I planted my hands on the table and stared down at a spot right in front of me. If I could just stare at the spot on the marble, I would be fine. I could pretend none of this was actually happening and leave it all behind. Because there was no way in hell she could have meant what she said. No way in fucking hell.
“Kristo, I’m so sorry,” she blurted out, trying to fill the silence between us. I could barely hear my own thoughts. They were all crowding in on top of each other and making a mess of the thoughts and memories that my mind was trying to make sense of in that moment.
I started to pace. She might as well have slapped me on the face for the kind of shock this had sent me reeling into. How could she have thought it was a good idea to tell me this? I wasn’t the love type. I wasn’t the kind of guy women fell in love with, at least not for more than a night. If we hadn’t been dumb enough to get married, that was all I would have been to her, a memory, a one-night-stand, a regret. But as it was, I was her husband, and she was standing here in front of me telling me that she loved me, and I had to find a way to handle that.
I stayed quiet for a long time as I tried to think of something to say, and I could feel her watching me the entire time. Finally, I looked up at her once more, figuring that if she had been honest, the least I could manage was to give her the same courtesy.
“I don’t know what to say to that,” I finally admitted. She nodded, looked down, and the tears began to splash on to the marble below her. I wanted to take it back at once, to pull her into my arms and say whatever I needed to in order to make this right, but I couldn’t. I felt like my head had been frozen solid, no thoughts breaking through the ice. I wanted to thaw, but I couldn’t. She left the room, and I wasn’t sure if I should follow her, but a moment or two later, she emerged again with a handful of papers in her hand. It took me a moment to figure out what they were, but then I recognized them, the contracts.
“I never signed these,” she told me quietly, placing the contracts down on the counter in front of me. I didn’t know what to say.

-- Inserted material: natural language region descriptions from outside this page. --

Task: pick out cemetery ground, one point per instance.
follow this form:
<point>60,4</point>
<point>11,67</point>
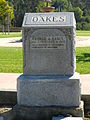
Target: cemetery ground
<point>11,62</point>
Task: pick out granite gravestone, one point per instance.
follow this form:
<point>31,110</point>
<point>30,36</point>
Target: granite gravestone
<point>49,61</point>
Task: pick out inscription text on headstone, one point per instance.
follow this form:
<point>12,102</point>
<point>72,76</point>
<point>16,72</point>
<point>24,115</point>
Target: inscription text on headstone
<point>55,42</point>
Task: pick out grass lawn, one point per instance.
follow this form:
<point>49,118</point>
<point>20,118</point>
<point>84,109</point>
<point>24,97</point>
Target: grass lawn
<point>19,34</point>
<point>82,33</point>
<point>12,34</point>
<point>11,60</point>
<point>83,60</point>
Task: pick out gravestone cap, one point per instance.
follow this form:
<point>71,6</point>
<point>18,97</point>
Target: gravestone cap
<point>67,118</point>
<point>49,19</point>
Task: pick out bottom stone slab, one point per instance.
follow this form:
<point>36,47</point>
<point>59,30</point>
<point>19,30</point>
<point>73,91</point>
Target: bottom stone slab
<point>46,113</point>
<point>49,90</point>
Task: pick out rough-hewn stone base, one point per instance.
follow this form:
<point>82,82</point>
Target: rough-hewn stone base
<point>49,90</point>
<point>46,113</point>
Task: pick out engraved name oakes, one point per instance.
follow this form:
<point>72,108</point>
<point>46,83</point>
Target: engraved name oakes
<point>48,19</point>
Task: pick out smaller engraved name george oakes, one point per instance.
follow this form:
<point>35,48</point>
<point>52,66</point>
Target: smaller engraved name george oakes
<point>48,18</point>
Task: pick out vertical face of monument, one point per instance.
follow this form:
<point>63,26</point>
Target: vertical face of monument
<point>49,44</point>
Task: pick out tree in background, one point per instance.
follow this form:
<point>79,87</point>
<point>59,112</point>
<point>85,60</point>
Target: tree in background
<point>21,7</point>
<point>6,14</point>
<point>78,13</point>
<point>81,8</point>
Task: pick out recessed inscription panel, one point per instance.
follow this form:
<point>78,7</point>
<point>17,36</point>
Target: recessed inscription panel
<point>55,42</point>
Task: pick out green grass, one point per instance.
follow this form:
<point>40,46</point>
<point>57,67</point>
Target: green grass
<point>83,60</point>
<point>11,60</point>
<point>19,34</point>
<point>12,34</point>
<point>82,33</point>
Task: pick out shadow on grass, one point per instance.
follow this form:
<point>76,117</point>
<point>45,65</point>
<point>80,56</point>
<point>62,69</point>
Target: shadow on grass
<point>85,57</point>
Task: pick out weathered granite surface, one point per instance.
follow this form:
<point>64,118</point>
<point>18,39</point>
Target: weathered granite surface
<point>46,113</point>
<point>49,44</point>
<point>49,90</point>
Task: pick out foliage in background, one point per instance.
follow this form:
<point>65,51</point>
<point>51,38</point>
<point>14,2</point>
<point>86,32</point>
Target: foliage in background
<point>21,7</point>
<point>6,12</point>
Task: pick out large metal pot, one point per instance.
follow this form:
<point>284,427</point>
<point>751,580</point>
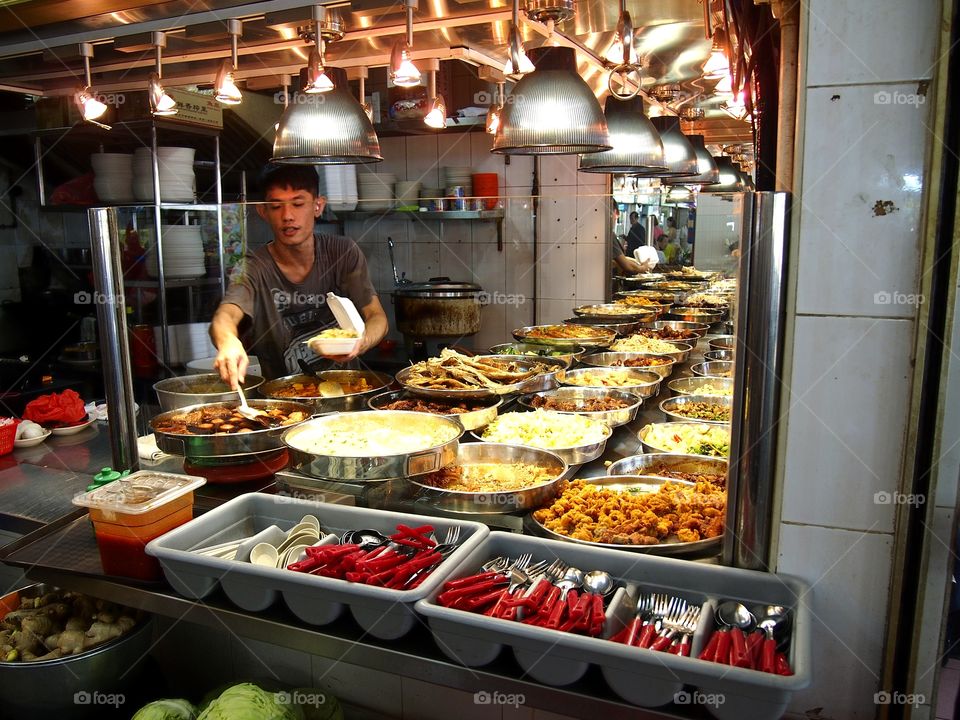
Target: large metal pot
<point>438,308</point>
<point>174,393</point>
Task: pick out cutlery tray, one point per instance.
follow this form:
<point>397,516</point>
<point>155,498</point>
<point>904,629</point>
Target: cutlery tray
<point>642,677</point>
<point>383,612</point>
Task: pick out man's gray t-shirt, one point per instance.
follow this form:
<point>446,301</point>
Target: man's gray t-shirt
<point>280,315</point>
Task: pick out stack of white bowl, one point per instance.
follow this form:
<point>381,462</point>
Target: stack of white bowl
<point>182,253</point>
<point>340,187</point>
<point>177,180</point>
<point>113,176</point>
<point>453,176</point>
<point>407,193</point>
<point>375,191</point>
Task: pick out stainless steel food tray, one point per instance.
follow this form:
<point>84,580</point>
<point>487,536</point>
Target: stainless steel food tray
<point>506,501</point>
<point>541,381</point>
<point>226,444</point>
<point>365,468</point>
<point>612,418</point>
<point>468,420</point>
<point>621,482</point>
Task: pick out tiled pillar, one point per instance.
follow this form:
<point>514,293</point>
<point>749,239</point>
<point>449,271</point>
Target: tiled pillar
<point>856,257</point>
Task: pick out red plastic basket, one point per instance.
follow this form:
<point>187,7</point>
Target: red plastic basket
<point>8,433</point>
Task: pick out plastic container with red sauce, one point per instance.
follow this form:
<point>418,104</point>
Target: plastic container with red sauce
<point>130,512</point>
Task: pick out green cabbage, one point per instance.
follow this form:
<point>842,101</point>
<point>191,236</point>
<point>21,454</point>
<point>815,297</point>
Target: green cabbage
<point>166,710</point>
<point>248,702</point>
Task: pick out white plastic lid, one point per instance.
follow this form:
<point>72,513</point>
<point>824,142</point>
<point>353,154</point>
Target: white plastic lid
<point>139,492</point>
<point>348,318</point>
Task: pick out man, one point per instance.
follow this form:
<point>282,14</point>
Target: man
<point>277,297</point>
<point>637,236</point>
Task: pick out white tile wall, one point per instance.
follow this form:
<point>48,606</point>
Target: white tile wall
<point>888,40</point>
<point>850,575</point>
<point>854,261</point>
<point>845,438</point>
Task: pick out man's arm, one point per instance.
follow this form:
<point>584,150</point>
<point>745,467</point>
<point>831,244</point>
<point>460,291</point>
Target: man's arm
<point>231,359</point>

“I was going to, but then I just thought—I guess I wanted to pretend like I actually had some control in this situation,” she admitted. One of the pages began to stain with the spreading moisture of her tears, where she had put it down on the counter.
“I’m sorry to let you down like this,” she continued, and I realized that this was a preplanned speech, one meant to soften me up for a breakup, for her to leave. No. No.
“I’ll pay you back for all the money you gave to the care home,” she promised. “I won’t take anything from you. And for the car as well, if you want.”